Die Wahl in Nigeria gilt als eine der wichtigsten in Afrika. Mit seinen Erdölexporten im Wert von 50
Milliarden Dollar pro Jahr ist Nigeria die zweitgrößte Volkswirtschaft auf dem Kontinent. Daher geht
es bei der Machtfrage auch um wesentlich mehr Geld als in den meisten anderen afrikanischen
Staaten. Mehr als 90 Prozent aus dem Ölgeschäft fließt direkt in die Kassen der Regierung und der
36 Bundesstaaten. Politik ist in dem westafrikanischen Land eines der lukrativsten Geschäfte. Bei
der Bevölkerung allerdings kommt von dem Erlös aus dem Ölexport kaum etwas an. Zwei Drittel der
Nigerianer leben nach wie vor von weniger als einem Dollar am Tag. Die meisten Nigerianer teilen
die Einschätzung, dass die Demokraten kaum weniger stehlen als die Militärmachthaber vor ihnen,
dass das Land mit seinen knapp 140 Millionen Einwohner zu schwerfällig, zu unregierbar sei. Die
riesigen Erwartungen an den scheidenden Präsidenten Olusegun Obasanjo haben sich jedenfalls für
die Mehrzahl der Nigerianer nicht erfüllt.
Zwar bewirkten ein umfangreicher Schuldenerlass, die erfolgreiche Privatisierung einiger
Staatsunternehmen und Obasanjos engagierte Kampf gegen Korruption, dass die Weltbank in ihrem
jüngsten Entwicklungsbericht Nigeria eine Verbesserung der Indikatoren zu Korruption und
Regierungsführung ausstellte. Allein die schweren Unruhen vor und während der Wahl weisen
jedoch auf den fortschreitenden Zerfall des mehr als 300 Volksgruppen umfassenden Staates hin.
Seit Einführung der Scharia in den zwölf nördlichen Bundesstaaten ist es immer wieder zu
pogromartigen Ausschreitungen zwischen Muslimen und Christen gekommen. Das Nigerdelta im
Süden des Landes, Afrikas ertragreichstes Erdölfeld, droht in Chaos zu versinken. Sabotage an
Ölanlagen und Entführungen von Mitarbeitern der Ölindustrie sind an der Tagesordnung. Die
Bewohner der Nigermündung werden von der Regierung und den internationalen Konzernen an den
Erträgen aus der Ölwirtschaft kaum beteiligt. Die meisten Menschen in der Region leben in
erbärmlichen Hütten oft ohne Elektrizität und fließend Wasser, während sich in ihrer Nachbarschaft
bestens ausgestattete Industrieanlagen befinden.

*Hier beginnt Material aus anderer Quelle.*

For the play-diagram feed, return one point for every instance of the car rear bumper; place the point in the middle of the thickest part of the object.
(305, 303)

Militante Gruppen fordern seit langem eine gerechtere Verteilung der Öleinnahmen. Der Regierung
Obasanjo fiel bisher nichts Besseres ein, als mit Repressionen zu antworten. Ob eine neue
Regierung diese Probleme angehen wird, bleibt fraglich. Nach einem missglückten Versuch
Obasanjos, die Verfassung zu ändern, um den Weg für eine dritte Amtszeit frei zu machen,
nominierte er den Gouverneur von Katsina, Umaru Yar'Adua als Nachfolger. Er habe bei der
Abstimmung am Sonnabend mit Abstand die meisten Stimmen erhalten, erklärte die
Wahlkommission. Kritiker sehen in ihm jedoch eine Marionette Obasanjos. Der Chef der Opposition,
Vizepräsident Atiku Abubakar, kritisiert »Einschüchterung, Betrug und geringe Wahlbeteiligung«.
Wegen Korruptionsvorwürfen war seine Kandidatur zunächst verboten worden. Da das
Verfassungsgericht seinem Einspruch erst letzte Woche stattgab, mussten die Stimmzettel
kurzfristig geändert werden. Ein Mangel an Stimmzetteln gerade in den Hochburgen der Opposition
war die Folge. Auch der nigerianische Literaturnobelpreisträger Wole Soyinka äußerte sich besorgt.
Die Wahlen seien eine »Schändung der demokratischen Idee«.
Dabei sollte das Votum einen Wendepunkt in Nigerias Geschichte markieren. Zum ersten Mal seit
der Unabhängigkeit 1960 sollte ein demokratischer Übergang von einer Zivilregierung zu einer
nächsten vollzogen werden. Diese Hoffnungen scheinen vorerst zerstört. Die Stabilität des
bevölkerungsreichsten afrikanischen Landes steht auf dem Spiel.